That's the thing about volume that many seem to miss. The unit cost of production goes down when you increase volume. This means that overall profit margins increase. It's the primary motivating force behind the standardization of almost all manufacturing methods. From cars to tv's to medications. Highest volume possible for the lowest amount of minimally skilled people you can squeak by with. It's the Henry Ford model and it built industrialized America, then abandoned it for China and India because human costs are lower and environmental protections are almost nonexistent. New factories are not needed for step production increases and saline can produced on demand on site with minimal equipment. With nothing more than a high school chemistry set, oven, glass IV bottle, basic surgical tubing and needles you could create sterilized IV saline solutions in a home. I wouldn't recommend it though.

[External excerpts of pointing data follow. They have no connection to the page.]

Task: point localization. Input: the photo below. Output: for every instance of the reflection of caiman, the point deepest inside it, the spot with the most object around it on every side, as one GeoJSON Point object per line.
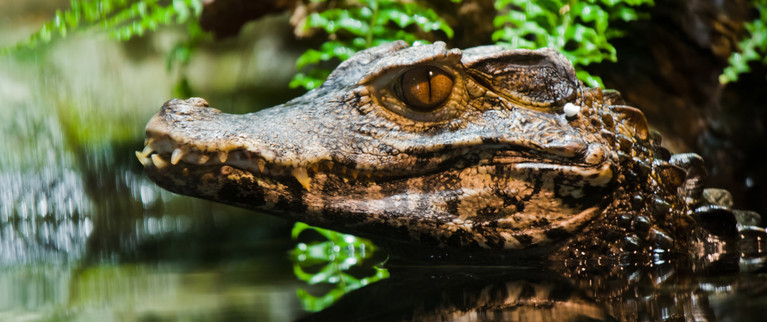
{"type": "Point", "coordinates": [463, 153]}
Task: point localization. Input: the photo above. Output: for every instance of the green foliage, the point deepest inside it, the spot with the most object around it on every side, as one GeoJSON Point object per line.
{"type": "Point", "coordinates": [752, 48]}
{"type": "Point", "coordinates": [361, 24]}
{"type": "Point", "coordinates": [577, 28]}
{"type": "Point", "coordinates": [121, 19]}
{"type": "Point", "coordinates": [334, 261]}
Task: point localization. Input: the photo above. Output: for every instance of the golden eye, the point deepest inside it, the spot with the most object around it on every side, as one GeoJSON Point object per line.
{"type": "Point", "coordinates": [425, 88]}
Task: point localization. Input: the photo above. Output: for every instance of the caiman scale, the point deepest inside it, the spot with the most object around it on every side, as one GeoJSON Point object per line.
{"type": "Point", "coordinates": [429, 150]}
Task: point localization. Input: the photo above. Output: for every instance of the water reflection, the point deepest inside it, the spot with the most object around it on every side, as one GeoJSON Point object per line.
{"type": "Point", "coordinates": [85, 236]}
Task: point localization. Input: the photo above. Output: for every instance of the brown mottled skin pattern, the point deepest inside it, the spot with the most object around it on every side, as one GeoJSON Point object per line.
{"type": "Point", "coordinates": [508, 156]}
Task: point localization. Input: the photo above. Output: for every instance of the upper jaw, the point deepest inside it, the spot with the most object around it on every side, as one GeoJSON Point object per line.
{"type": "Point", "coordinates": [192, 135]}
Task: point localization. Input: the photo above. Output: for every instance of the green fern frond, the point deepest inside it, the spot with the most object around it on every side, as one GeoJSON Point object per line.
{"type": "Point", "coordinates": [120, 19]}
{"type": "Point", "coordinates": [753, 47]}
{"type": "Point", "coordinates": [579, 29]}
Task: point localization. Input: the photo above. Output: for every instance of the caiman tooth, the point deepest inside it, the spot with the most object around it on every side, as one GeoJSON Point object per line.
{"type": "Point", "coordinates": [203, 159]}
{"type": "Point", "coordinates": [302, 176]}
{"type": "Point", "coordinates": [261, 165]}
{"type": "Point", "coordinates": [146, 152]}
{"type": "Point", "coordinates": [159, 163]}
{"type": "Point", "coordinates": [142, 158]}
{"type": "Point", "coordinates": [176, 156]}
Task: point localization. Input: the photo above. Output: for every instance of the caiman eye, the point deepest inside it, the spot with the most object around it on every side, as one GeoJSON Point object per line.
{"type": "Point", "coordinates": [425, 88]}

You also are missing the point of collective bargaining and its impact on market forces. Today, some large hospital networks have the bargaining power in the provider/insurance market. This means that they have the ability to demand higher payments which ultimately come from the patients. No difference in service compared to their smaller cousins, just better bargaining position. In a single payer system, the insurer has the power in that bargaining process which means that hospitals can bill any amount they want to the insurance company, they just won't get it. In a single payer system, there are no uninsured so there is no way to over bill patients and there are no uncovered losses to make up either. As a whole, this places market pressure on the providers to become more efficient in delivering healthcare services. You can charge $20 to hook up an IV or $2 million but you'll receive whatever payment the single insurance company is willing to pay and every one of your patients is covered by that insurance company. Now it's on you as the service provider to figure out exactly what your unit service costs are determine the best way to provide that service within an acceptable profit margin. That in turn places market pressure on pharmaceutical companies to keep manufacturing costs in check.
It's worth noting that during this supposed evaluation of how to provide saline in 2015, Baxter's financial performance was so good that it had a stock split. It's fun for corporations in America to cry poor me to the press when they're posting record breaking profits. It's all a theater to mask full on corporate greed. That FDA labelling of saline as a national shortage was, I'm relatively sure, paid for in lobbying funds. It's just a polite way to say bribes to federal officials.